Developer plans 2 million-s.f. of light industrial space in S.C.

Dec. 11, 2007
Industrial and distribution park would be located near town of Blythewood

Dec. 8--Kirco, a Michigan commercial real estate company, plans to invest about $100 million to develop 2 million square feet of light industrial/distribution space in the Carolina Pines Industrial Park off I-77 near Blythewood.

The company has bought the remaining 126 acres of undeveloped property in the park that already includes a Belk distribution center and Amcor plant.

The tract of land, which Kirco purchased from Sony for $2.2 million, is south of Jenkins Brothers Road between Farrow and Carolina Pines roads.

The property is the last of 330 acres bought by Sony in 1981 for a plant that was to employ 500 workers.
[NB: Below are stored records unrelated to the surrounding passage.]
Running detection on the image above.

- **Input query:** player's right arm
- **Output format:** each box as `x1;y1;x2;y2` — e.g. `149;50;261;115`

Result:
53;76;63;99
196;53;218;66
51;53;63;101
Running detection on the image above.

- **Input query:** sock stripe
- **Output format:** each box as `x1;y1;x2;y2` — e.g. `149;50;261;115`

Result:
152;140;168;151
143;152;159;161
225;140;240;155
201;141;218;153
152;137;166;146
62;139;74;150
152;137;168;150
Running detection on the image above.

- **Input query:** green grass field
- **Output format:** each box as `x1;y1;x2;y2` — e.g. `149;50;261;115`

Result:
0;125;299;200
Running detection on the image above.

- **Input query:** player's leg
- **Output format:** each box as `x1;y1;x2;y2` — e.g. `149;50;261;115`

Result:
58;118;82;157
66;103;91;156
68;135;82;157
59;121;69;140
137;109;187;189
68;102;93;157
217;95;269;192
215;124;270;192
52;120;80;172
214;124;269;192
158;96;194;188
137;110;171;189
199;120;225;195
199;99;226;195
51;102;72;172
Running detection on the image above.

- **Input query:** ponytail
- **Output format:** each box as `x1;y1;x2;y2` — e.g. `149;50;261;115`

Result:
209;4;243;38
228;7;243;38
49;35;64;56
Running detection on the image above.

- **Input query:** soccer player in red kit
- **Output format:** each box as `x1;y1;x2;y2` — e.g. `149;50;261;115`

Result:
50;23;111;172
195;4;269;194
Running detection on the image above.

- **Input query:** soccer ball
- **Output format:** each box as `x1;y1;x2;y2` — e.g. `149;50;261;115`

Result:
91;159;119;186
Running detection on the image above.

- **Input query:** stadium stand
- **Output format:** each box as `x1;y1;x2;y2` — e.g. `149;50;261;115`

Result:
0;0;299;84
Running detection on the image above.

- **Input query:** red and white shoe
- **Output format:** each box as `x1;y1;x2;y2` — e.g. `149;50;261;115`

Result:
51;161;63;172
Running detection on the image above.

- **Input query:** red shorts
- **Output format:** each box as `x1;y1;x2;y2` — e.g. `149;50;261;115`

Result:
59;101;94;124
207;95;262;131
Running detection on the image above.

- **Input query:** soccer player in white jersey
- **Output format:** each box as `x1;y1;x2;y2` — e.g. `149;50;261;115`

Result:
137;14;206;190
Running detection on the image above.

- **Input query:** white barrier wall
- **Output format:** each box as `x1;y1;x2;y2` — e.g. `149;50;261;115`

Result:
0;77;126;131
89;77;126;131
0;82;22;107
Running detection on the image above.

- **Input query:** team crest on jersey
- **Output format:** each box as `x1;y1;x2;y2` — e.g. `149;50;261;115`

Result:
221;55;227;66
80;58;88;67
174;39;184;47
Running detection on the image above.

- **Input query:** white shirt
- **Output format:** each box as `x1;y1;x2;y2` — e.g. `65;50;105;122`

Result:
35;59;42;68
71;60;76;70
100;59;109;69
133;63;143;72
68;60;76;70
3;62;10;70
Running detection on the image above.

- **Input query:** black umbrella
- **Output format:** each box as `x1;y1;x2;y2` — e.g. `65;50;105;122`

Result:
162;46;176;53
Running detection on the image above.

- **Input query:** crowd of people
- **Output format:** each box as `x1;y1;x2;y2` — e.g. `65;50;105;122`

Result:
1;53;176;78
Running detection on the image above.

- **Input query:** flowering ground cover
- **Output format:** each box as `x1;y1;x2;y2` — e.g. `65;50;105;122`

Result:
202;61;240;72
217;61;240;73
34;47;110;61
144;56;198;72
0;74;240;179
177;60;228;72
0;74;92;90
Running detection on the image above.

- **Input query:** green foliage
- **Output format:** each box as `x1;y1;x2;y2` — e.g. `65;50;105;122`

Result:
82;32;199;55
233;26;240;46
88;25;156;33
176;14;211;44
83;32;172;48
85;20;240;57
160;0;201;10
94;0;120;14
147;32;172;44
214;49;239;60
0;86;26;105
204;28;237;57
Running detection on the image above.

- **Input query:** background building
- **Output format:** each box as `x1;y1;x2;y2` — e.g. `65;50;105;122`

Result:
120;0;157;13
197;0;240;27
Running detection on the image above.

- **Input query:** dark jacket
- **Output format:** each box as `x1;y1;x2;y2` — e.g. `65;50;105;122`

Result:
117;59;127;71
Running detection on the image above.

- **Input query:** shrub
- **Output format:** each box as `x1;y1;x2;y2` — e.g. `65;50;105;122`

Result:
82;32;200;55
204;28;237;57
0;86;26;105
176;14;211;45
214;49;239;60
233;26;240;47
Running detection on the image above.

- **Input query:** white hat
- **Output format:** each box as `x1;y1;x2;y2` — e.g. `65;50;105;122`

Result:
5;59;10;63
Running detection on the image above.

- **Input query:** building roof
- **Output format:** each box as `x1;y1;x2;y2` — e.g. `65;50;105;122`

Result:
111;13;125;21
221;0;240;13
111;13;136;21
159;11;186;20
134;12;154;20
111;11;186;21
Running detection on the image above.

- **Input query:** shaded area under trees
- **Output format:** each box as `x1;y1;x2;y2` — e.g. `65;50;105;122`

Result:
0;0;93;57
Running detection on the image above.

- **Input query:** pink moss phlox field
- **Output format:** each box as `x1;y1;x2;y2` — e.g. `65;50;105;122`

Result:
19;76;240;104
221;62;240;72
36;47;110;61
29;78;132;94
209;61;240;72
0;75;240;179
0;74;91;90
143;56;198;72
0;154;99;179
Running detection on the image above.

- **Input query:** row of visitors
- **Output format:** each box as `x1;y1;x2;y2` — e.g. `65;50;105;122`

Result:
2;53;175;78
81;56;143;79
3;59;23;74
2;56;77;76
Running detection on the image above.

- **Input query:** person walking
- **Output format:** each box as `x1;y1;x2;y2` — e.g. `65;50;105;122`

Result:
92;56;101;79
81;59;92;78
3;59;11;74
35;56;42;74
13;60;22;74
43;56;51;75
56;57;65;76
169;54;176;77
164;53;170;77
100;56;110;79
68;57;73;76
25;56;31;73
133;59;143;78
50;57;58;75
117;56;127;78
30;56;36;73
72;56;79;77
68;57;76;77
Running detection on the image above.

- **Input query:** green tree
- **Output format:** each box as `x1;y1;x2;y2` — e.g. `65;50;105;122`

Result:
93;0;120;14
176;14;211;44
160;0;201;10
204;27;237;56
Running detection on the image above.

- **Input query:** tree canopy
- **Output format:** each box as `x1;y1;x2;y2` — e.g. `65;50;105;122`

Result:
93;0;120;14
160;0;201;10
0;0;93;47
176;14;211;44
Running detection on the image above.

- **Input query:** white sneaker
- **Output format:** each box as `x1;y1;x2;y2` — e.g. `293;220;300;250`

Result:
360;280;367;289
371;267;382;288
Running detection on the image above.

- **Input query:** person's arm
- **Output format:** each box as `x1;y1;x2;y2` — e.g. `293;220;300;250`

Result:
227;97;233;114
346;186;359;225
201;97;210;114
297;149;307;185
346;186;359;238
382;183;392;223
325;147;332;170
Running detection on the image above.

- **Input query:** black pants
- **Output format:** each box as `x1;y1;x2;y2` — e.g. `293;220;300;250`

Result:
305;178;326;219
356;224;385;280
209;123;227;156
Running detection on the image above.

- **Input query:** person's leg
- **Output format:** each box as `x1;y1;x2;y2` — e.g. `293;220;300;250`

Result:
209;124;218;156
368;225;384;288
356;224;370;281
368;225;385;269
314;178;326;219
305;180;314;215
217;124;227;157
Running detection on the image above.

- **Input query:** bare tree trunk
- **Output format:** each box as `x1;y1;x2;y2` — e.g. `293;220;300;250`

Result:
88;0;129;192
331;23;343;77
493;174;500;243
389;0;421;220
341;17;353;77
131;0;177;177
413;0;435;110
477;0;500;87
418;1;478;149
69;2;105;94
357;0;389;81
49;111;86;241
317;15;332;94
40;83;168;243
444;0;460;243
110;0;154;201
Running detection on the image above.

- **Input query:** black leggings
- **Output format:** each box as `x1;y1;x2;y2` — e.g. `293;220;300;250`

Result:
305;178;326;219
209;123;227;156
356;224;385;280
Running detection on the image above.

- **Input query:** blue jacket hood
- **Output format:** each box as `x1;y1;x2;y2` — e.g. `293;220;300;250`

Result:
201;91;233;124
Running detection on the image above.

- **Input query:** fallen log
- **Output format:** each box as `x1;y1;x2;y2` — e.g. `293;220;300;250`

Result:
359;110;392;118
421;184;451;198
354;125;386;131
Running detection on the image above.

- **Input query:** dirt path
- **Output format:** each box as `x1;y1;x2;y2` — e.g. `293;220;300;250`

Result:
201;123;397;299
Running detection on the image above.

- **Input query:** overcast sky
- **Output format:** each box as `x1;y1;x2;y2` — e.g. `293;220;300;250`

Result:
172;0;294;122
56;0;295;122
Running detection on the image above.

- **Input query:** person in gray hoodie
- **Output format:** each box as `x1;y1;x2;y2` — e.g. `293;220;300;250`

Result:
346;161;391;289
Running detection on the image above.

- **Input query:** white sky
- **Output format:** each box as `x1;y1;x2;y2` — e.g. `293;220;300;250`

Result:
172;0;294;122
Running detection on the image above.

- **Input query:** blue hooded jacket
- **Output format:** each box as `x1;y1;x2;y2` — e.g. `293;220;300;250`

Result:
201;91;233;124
In 1986, Sony canceled its plans.

Construction on the first 184,000-square-foot speculative building is expected to begin in January and should be ready for occupancy in late summer 2008, said Chip Olsen, a Kirco partner in the company's Charlotte office.

Kirco expects the market to absorb 180,000 square feet of space a year at the park, and preliminary plans call for up to 10 buildings to occupy the property.

But the number of buildings is not firm. The project is designed to accommodate buildings of up to 850,000 square feet.

The project will help meet a critical need for speculative industrial office space in the Midlands.

The Kirco project is going to be very beneficial because a lot of economic development prospects come into a region looking for speculative space, said Mike Briggs, executive director the Central SC Alliance, the Midlands economic development agency.

Areas without available buildings don't know how many prospects moved to other regions with plenty of space, Briggs said.

Alliance developer Mark Simmons said he could count on a couple of fingers on one hand the number of quality speculative buildings available.

The Columbia industrial market has about 34 million square feet of space and a vacancy rate of about 5 percent, said Chuck Salley, a principal at Colliers Keenan, the commercial real estate firm that brokered the land sale.

"That is the entire market: the good, the bad and the ugly," he said.

For industrial brokers like himself, "We are kind of like salesmen selling out of an empty wagon. We've got lots of prospects and little inventory."

Salley said he is currently tracking some 20 deals in the market with prospects looking for space from 20,000 to 300,000 square feet.

S.C. Secretary of Commerce Joe Taylor said, "It is a clear indication that South Carolina is attracting the attention of international companies and developers and also that our state's economy is robust and moving forward. The best way to continue this rend is to have buildings that are available and ready for immediate occupancy."

While Kirco will develop the Carolina Pines Industrial Park buildings for lease, it is not mandatory that Kirco own every building over the next 20 years, Olsen said.

"If someone needs a big piece of property that has all the infrastructure, permitting zoning and everything is ready to go, we are not opposed to selling off some property," he said.

The company has asked to have the property included in the multi-county industrial park that includes Richland and Fairfield counties and is seeking incentives including a fee-in-lieu of property taxes and infrastructure tax credits of $2.4 million.

But Olsen said the company actually expects to spend closer to $6.9 million on infrastructure.

The company also will only get the incentives as jobs are created in the buildings. The $2.4 million infrastructure tax credit would only come to the company over a long period of time as it builds the infrastructure and the amount is capped. Initially the risk is all on Kirco, he said.

Richland County has not finalized action on the tax credits. The multi-county industrial park expansion also has to be approved by both counties.

Kirco, which is a family-owned real estate development, construction and property management company, is based in Troy, Mich. But the company has a substantial presence in Charlotte.

The company developed the 240-acres Westlake Corporate Campus in Charlotte. Nationally, the company has developed more than 11 million square feet of real estate worth about $1 billion.

Business North Carolina recently named Kirco that state's "Most Active Developer for Industrial Space."